Tuesday, May 29, 2012

Why are you living????

Do you eat to live, or do you live to eat??? Not much of a difference? Think again because the difference is from one extreme to the other.

According to Jewish law, one should avoid eating before his morning prayers. The reason is, so that the first thing, when we get up, we give our attention to G-d. If we first read the paper, watch the news, we have a hearty breakfast, do a couple of errands, and then pray, it is almost like G-d is an afterthought, way down on the list of priorities, and that’s disrespectful.

When Rebbetzin Rivkah (wife of Rabbi Shmuel, the fourth Chabad-Lubavitch Rebbe) was eighteen, she fell ill and the physician ordered her to eat immediately upon awakening. She, however, did not wish to eat before praying, so she woke up even earlier and prayed—so that she could eat breakfast at the time she had been used to waking up beforehand. Understandably, her new schedule, with now reduced sleep time, did not cause her health condition to improve.

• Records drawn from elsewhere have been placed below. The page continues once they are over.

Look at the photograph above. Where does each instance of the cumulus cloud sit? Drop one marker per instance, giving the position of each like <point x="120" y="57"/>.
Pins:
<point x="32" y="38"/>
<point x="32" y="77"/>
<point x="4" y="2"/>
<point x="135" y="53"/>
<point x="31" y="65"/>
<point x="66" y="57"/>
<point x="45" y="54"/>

When her father-in-law, the Tzemach Tzedek (Rabbi Menachem Mendel, third Chabad-Lubavitch Rebbe) learned of his daughter-in-law's behavior, he said to her:

“We must be healthy and strong…… one should bring vitality and liveliness into the performance of his good deeds - mitzvot. To be able to infuse mitzvot with vitality, one must be strong and joyful."

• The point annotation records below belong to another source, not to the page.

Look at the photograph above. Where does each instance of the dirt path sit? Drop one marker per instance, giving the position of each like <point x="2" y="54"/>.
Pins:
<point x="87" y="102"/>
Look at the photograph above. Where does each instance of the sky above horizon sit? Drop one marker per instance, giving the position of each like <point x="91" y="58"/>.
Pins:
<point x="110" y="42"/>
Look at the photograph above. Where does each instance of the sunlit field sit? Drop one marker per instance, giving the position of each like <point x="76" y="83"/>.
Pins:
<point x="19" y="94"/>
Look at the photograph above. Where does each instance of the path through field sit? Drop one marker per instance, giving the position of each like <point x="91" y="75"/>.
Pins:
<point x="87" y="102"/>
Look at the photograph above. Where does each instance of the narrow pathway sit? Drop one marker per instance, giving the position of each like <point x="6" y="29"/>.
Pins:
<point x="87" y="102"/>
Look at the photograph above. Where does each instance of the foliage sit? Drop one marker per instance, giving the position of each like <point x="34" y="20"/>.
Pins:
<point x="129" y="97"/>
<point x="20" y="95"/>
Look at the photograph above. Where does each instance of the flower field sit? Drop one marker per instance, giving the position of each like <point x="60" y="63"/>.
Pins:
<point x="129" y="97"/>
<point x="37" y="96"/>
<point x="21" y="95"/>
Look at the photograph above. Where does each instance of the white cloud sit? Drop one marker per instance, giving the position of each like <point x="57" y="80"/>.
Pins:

He concluded: "You should not be without food. Better to eat for the sake of praying, than to pray for the sake of eating..."

When we eat for the sake of praying, we have taken a course, animalistic, natural behavior, and elevated it to a sublime spiritual act. Eating, now becomes an element and part of the equation of praying.

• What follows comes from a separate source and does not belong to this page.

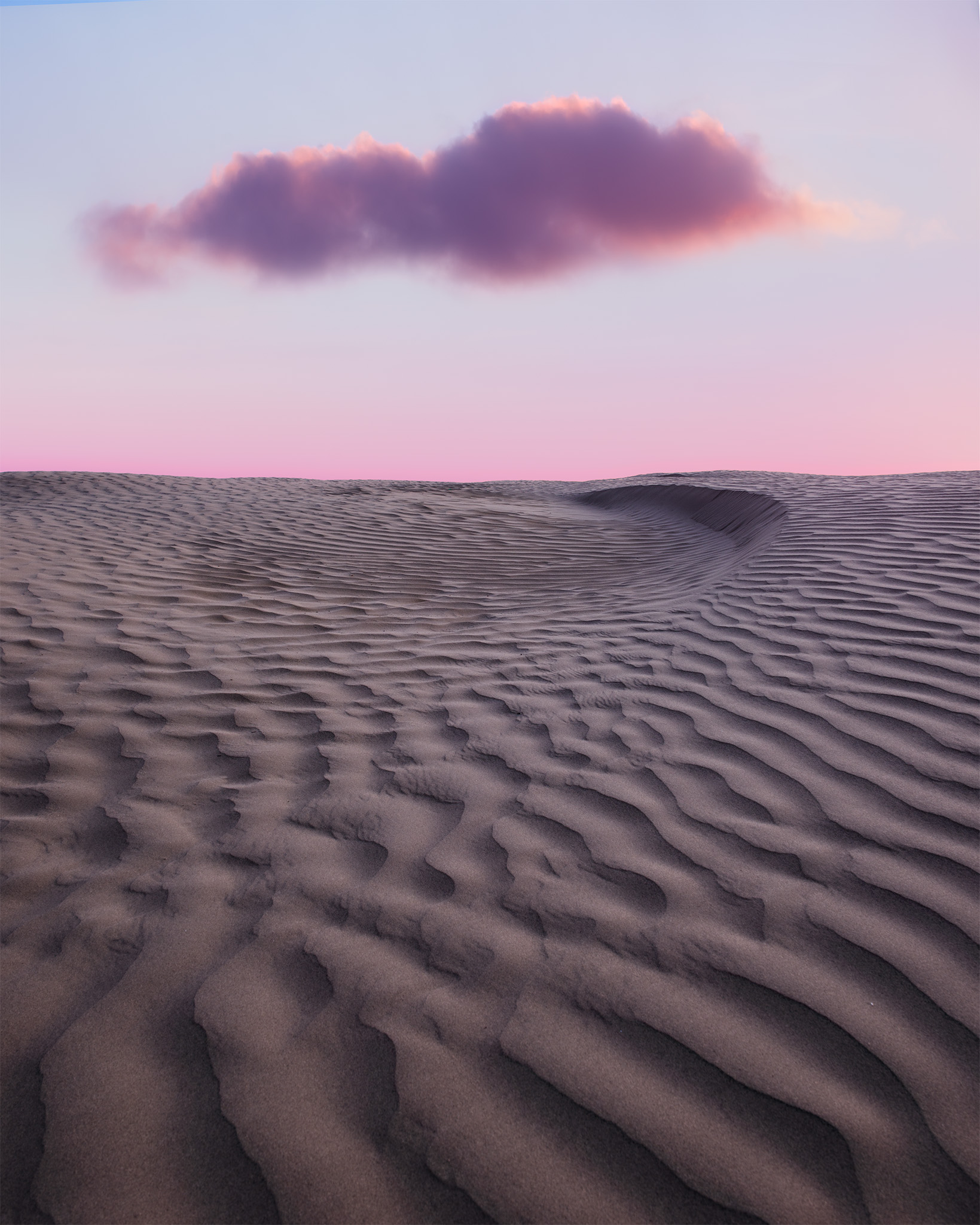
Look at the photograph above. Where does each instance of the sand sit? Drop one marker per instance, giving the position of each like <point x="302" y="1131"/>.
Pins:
<point x="530" y="852"/>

When a person prays and can’t wait until he has finished, so he can run to the ball game and have a cold beer or some other recreation to enjoy himself, the reverse of the previous scenario takes place. He has turned on its face, what should be an opportunity to reach the greatest of heights, and dragged it in the reverse direction, towards the mundane and materialistic.

A great Rabbi, on the subject of elevating the day and infusing it with spirituality, urged his community to think words of the Bible during business, to say words from the book of Psalms more often, whenever possible. They give strength to the day, and to what is otherwise a dull day. One of the members was indignant, “Rabbi, how is it possible to mix spirituality and business together,” he asked.

The Rabbi answered, “ If it’s possible to think of business in the synagogue while praying, why shouldn’t it be possible to think of praying while in business?” Clearly the two, don’t have a problem with each other.

Once, two students who where smokers, where talking between themselves. One said, he was very disappointed that his teacher said, praying and smoking doesn’t go together. He felt he needed the smoke. The other student laughed, “ funny you should mention that,” he said, ”Just today, I asked my teacher if I can pray while smoking, and he said, absolutely why not. You see, the two do go together, you just have to know how to ask.”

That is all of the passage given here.